The Twinlights Lighthouse was erected in 1862 on the highest point on the Atlantic Coast for a thousand miles each way. It replaced several earlier structures whose purpose was to guide mariners safely into New York Harbor. Growing up on the Jersey shore in its shadow, I heard a lot of stories about shipwrecks in the area going back hundreds of years. Before modern navigation equipment, ships coming from Europe to New York would have to cross 3,000 miles of open ocean before they caught sight of land. With only a compass and a sextant to tell them where they were – and a lot of times during foul weather or at night – they stood the chance of running aground before they could see the shore. There were lighthouses at various points along the coast, but it was quite possible to mistake one for another and to be many miles off course.

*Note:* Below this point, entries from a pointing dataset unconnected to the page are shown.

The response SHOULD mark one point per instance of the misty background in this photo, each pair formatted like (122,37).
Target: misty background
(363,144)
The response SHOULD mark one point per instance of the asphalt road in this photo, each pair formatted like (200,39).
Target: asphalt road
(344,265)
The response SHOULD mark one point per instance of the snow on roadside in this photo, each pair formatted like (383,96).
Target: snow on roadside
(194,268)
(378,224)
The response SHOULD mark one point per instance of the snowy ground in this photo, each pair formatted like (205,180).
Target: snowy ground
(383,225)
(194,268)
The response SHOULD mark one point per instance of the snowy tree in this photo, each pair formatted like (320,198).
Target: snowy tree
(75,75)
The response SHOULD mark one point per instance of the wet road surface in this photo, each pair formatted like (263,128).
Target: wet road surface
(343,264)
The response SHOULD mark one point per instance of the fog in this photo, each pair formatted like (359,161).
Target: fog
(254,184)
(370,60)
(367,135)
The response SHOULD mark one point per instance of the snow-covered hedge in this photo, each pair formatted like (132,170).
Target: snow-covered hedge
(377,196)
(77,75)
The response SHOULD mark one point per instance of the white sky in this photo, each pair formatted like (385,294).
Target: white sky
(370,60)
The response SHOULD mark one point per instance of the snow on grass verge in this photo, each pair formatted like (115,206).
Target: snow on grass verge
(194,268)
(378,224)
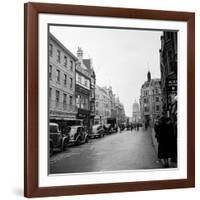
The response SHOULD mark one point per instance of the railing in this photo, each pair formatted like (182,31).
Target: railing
(60,106)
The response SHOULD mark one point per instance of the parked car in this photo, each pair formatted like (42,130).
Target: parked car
(97,131)
(78,135)
(57,140)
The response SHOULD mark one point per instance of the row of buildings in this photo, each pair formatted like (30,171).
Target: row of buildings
(158,95)
(73,93)
(108,105)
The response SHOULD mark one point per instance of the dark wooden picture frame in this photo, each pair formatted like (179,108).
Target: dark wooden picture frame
(31,102)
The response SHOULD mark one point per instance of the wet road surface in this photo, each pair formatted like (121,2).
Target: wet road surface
(119,151)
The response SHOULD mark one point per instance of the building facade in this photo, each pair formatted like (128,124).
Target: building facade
(102,105)
(168,68)
(90,69)
(136,112)
(61,81)
(107,105)
(150,101)
(82,90)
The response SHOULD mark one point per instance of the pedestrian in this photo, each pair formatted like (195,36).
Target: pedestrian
(164,135)
(131,127)
(137,126)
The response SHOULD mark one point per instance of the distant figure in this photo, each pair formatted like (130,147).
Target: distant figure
(164,135)
(131,127)
(138,127)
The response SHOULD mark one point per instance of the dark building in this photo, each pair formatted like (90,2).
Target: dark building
(88,64)
(168,68)
(85,89)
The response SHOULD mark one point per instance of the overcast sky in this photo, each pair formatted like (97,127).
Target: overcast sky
(121,58)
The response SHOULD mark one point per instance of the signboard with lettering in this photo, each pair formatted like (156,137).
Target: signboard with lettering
(172,86)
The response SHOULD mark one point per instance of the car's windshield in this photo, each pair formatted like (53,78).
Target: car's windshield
(53,129)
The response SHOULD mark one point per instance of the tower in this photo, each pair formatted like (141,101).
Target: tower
(149,76)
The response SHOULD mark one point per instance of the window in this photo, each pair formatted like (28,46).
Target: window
(58,56)
(50,72)
(65,61)
(146,109)
(78,101)
(71,65)
(50,93)
(65,79)
(70,100)
(79,78)
(57,96)
(156,91)
(51,50)
(58,76)
(86,83)
(146,100)
(64,99)
(86,103)
(168,35)
(157,99)
(71,83)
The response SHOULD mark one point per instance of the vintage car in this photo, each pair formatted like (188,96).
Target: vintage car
(77,135)
(97,131)
(57,140)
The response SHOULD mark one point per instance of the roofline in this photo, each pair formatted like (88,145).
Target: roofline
(62,46)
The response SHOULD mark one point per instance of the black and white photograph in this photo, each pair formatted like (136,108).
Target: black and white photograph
(112,99)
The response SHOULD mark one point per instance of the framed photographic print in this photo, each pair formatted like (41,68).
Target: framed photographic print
(109,99)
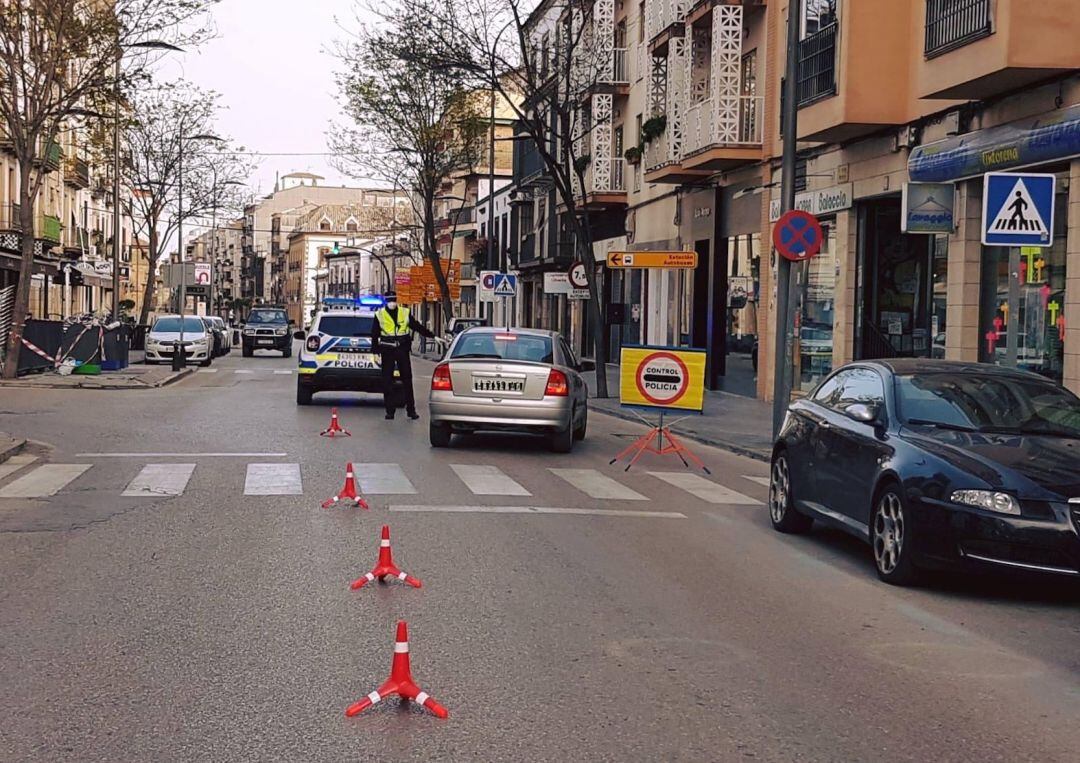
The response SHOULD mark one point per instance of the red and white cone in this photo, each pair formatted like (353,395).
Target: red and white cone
(335,428)
(348,493)
(400,682)
(386,566)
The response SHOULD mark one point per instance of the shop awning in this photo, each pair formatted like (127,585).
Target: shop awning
(1049,137)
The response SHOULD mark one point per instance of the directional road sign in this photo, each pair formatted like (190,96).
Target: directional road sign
(1018,210)
(797,236)
(677,260)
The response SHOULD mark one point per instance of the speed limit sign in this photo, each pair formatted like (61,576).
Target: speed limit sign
(579,278)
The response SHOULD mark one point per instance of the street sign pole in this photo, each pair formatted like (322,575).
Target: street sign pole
(782,336)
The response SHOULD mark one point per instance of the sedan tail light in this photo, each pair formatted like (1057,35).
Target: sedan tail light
(441,378)
(556,384)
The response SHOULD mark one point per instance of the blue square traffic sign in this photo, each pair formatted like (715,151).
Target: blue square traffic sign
(1018,210)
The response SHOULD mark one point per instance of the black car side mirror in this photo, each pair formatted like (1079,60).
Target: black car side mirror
(865,413)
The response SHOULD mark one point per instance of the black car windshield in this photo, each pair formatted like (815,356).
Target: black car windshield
(346,325)
(173,324)
(268,317)
(526,347)
(988,403)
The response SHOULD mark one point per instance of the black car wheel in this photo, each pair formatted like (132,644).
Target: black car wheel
(440,434)
(891,537)
(782,510)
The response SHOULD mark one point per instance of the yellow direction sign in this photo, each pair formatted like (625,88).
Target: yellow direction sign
(679,260)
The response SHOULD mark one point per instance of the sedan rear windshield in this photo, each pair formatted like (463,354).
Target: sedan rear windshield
(527,347)
(988,403)
(173,324)
(268,317)
(346,325)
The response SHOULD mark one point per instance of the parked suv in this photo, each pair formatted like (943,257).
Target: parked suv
(268,329)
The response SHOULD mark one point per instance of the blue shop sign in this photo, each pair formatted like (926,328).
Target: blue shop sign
(1049,137)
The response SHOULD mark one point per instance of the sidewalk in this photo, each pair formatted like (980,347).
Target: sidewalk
(132,377)
(731,422)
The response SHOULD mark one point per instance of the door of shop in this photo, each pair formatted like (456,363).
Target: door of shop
(900,286)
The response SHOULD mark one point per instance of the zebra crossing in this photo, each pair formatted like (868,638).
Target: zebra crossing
(24,477)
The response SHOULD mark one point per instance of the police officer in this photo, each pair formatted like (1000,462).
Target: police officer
(392,337)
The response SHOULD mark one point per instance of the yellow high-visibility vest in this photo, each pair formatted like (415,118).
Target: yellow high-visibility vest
(387,324)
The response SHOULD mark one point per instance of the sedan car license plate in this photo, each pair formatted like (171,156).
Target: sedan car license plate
(497,384)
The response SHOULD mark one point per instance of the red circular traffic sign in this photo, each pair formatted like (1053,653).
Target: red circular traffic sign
(797,236)
(662,378)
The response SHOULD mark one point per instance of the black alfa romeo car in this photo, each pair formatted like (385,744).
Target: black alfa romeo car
(935,464)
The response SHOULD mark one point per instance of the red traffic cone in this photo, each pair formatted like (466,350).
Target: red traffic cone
(348,492)
(386,565)
(335,428)
(400,682)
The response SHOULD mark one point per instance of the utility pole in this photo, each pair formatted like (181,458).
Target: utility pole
(782,337)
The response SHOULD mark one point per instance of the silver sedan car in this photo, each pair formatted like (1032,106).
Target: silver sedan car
(515,379)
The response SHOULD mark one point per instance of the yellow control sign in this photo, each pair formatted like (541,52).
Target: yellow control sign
(677,260)
(662,377)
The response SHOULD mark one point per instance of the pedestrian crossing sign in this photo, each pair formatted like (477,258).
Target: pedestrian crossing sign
(1018,210)
(505,285)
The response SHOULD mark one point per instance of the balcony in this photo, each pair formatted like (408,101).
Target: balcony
(51,158)
(977,49)
(606,183)
(49,228)
(817,78)
(723,138)
(77,173)
(955,23)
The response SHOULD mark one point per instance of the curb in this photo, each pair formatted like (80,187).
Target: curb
(724,445)
(10,450)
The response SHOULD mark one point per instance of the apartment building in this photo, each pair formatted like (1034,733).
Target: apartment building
(72,228)
(685,154)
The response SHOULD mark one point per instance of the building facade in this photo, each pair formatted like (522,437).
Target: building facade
(685,154)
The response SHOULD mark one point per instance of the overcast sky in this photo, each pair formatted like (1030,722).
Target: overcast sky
(271,63)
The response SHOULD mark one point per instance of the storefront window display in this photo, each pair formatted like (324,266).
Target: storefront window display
(818,281)
(1022,315)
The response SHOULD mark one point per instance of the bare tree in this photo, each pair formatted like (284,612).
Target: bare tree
(415,123)
(57,57)
(500,44)
(161,138)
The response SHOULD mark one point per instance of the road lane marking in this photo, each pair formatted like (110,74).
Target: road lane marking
(483,479)
(160,479)
(46,480)
(596,484)
(707,491)
(536,510)
(180,455)
(273,479)
(15,463)
(383,479)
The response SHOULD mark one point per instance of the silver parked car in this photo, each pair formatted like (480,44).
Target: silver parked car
(515,379)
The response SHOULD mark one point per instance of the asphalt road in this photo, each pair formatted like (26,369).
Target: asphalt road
(213,625)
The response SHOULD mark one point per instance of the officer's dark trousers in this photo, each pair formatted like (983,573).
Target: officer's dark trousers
(400,359)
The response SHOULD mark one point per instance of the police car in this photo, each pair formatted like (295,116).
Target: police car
(337,351)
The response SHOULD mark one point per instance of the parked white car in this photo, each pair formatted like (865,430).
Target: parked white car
(165,332)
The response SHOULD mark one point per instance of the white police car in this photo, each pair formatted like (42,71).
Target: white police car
(337,349)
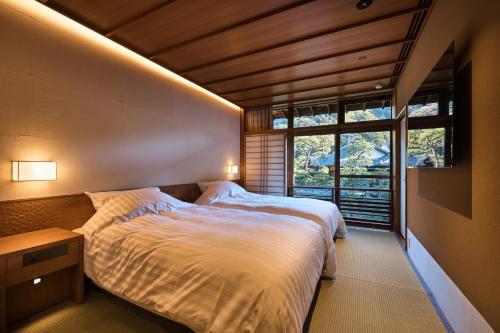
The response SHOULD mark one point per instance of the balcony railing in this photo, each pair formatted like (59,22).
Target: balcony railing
(359,206)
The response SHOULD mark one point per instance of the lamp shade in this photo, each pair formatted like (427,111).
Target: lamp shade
(232,169)
(33,170)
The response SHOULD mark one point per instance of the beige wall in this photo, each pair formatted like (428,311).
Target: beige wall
(455,212)
(109,120)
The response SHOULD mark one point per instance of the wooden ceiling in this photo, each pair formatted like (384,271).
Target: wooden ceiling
(261,52)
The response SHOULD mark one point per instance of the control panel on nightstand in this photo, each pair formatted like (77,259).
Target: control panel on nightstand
(39,269)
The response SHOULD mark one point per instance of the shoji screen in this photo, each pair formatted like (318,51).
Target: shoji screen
(265,164)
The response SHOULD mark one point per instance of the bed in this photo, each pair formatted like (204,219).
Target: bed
(228,194)
(211,269)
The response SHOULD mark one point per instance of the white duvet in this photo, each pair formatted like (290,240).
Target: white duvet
(230,195)
(211,269)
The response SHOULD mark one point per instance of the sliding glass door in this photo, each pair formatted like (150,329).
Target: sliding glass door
(314,166)
(365,177)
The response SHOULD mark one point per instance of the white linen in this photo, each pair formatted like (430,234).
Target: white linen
(211,269)
(204,185)
(230,195)
(100,198)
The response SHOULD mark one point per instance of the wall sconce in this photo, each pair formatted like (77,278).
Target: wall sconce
(33,170)
(232,169)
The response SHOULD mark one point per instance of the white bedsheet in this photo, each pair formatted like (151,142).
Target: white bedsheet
(324,213)
(212,269)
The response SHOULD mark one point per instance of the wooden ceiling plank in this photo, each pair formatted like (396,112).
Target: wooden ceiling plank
(311,36)
(344,71)
(229,27)
(339,96)
(110,32)
(379,32)
(320,87)
(345,90)
(330,56)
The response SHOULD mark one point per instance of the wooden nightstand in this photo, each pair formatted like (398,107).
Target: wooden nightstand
(38,270)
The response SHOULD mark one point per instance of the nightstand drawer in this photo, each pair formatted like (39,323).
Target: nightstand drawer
(28,266)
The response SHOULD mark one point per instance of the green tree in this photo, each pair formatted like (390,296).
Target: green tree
(427,143)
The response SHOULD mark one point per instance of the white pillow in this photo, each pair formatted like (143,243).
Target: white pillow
(100,198)
(129,205)
(220,191)
(204,185)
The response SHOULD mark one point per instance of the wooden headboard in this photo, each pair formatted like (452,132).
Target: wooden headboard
(67,211)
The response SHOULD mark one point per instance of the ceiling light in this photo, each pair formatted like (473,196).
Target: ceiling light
(363,4)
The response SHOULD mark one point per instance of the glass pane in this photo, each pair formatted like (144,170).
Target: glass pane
(426,147)
(314,160)
(424,106)
(280,119)
(376,110)
(365,205)
(314,193)
(371,183)
(315,115)
(365,153)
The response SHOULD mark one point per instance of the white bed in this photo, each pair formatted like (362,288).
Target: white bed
(227,194)
(211,269)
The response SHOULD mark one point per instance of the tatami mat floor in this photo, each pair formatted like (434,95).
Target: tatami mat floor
(376,290)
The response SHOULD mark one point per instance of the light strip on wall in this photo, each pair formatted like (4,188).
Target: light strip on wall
(35,9)
(23,171)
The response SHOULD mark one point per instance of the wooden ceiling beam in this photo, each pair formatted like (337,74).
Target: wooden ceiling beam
(297,63)
(319,88)
(138,16)
(336,97)
(304,38)
(230,27)
(344,71)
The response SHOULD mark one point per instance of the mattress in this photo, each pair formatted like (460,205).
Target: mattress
(213,269)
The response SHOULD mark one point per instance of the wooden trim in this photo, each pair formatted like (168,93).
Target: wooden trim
(314,76)
(242,149)
(311,60)
(3,287)
(429,122)
(317,88)
(229,27)
(368,225)
(110,32)
(311,36)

In addition, back in the 1700 and 1800s, there were gangs of pirates known as “wreckers” who would deliberately lure ships aground so they could rob passengers and steal cargo. One of their tricks was to hang a lantern on an oxcart and walk it along the beach. A ship out at sea would mistake it for another ship making a safe passage through a channel, and following it, would possibly be wrecked.

The government finally formed the US Life Saving Service, with stations every few miles along the shore. These were manned by hearty seamen and equipped with such lifesaving gear as lifeboats that could be launched through the surf, and canons that could fire a line out to a stranded ship where they would rig a “britches buoy” to take passengers and crew ashore. During the day, a watch was kept on the shore from a tower located atop the station. At night and in foul weather a man would patrol along the shore toward the next station. Halfway there he would meet up with the man coming the other way from the next station. The two would exchange numbered tokens to prove to the watch captain that they had patrolled the entire section of shoreline.

The Life Saving Service worked heroically for many years saving thousands of lives. In the period from 1871 to 1914 alone, they assisted 28,121 vessels and rescued or aided 178,741 people. Their unofficial motto was “You must put out. You don’t necessarily have to come back.”

In 1915, the US Lifesaving Service merged with the US Revenue Cutter Service to become the US Coast Guard. At the Twinlights Museum, in Highlands, NJ there is an excellent exhibit dedicated to the early days of this service. It contains examples of the equipment they used as well as a pictorial history.

Most Americans don’t realize that during World War II, the Coast Guard protected our shores from the threat of German submarines, and also escorted our convoys of Liberty Ships across the Atlantic to supply England, and up into the Arctic Ocean to northern Russia. Though we did lose many of our ships from the convoys, the saying went that “We could build Liberty Ships faster than the Germans could sink them.” Conversely, the US Navy and Coast Guard could sink German submarines faster than they could build them. By the end of the war, the submarine threat had all but disappeared.

I was stationed on a ship out of Boston as a Navy seaman. When we were in port, the most convenient place to go on liberty was the Enlisted Men’s Club at the Boston Army Base, which was adjacent to the South Boston Annex, Boston Naval Shipyard. There would always be a bunch of Army, Navy, Marines and Coast Guardsmen at the bar and the jokes would fly fast and heavy. Two that I remember are as follows:

Why do you have to be over six feet tall to join the Coast Guard? So you can walk ashore if your ship sinks.

The second one is the story of an aircraft carrier heading north that spots a light way off in the distance ahead of them. Then the bridge receives a radio message: “Ship approaching from the south, alter your course 10 degrees to starboard.” The carrier replies “No, you alter your course 10 degrees to starboard.” This went back and forth a few times until the Officer of the Deck gets on the radio and says: “This is John Jones, and I am a Lieutenant Commander in the United States Navy, and this is the USS Ronald Reagan, the most powerful aircraft carrier in the world. Alter your course 10 degrees to starboard.” The reply comes back “This is Harry Smith, and I am a Seaman Apprentice in the United States Coast Guard, and this is a lighthouse. Alter your course 10 degrees to starboard.”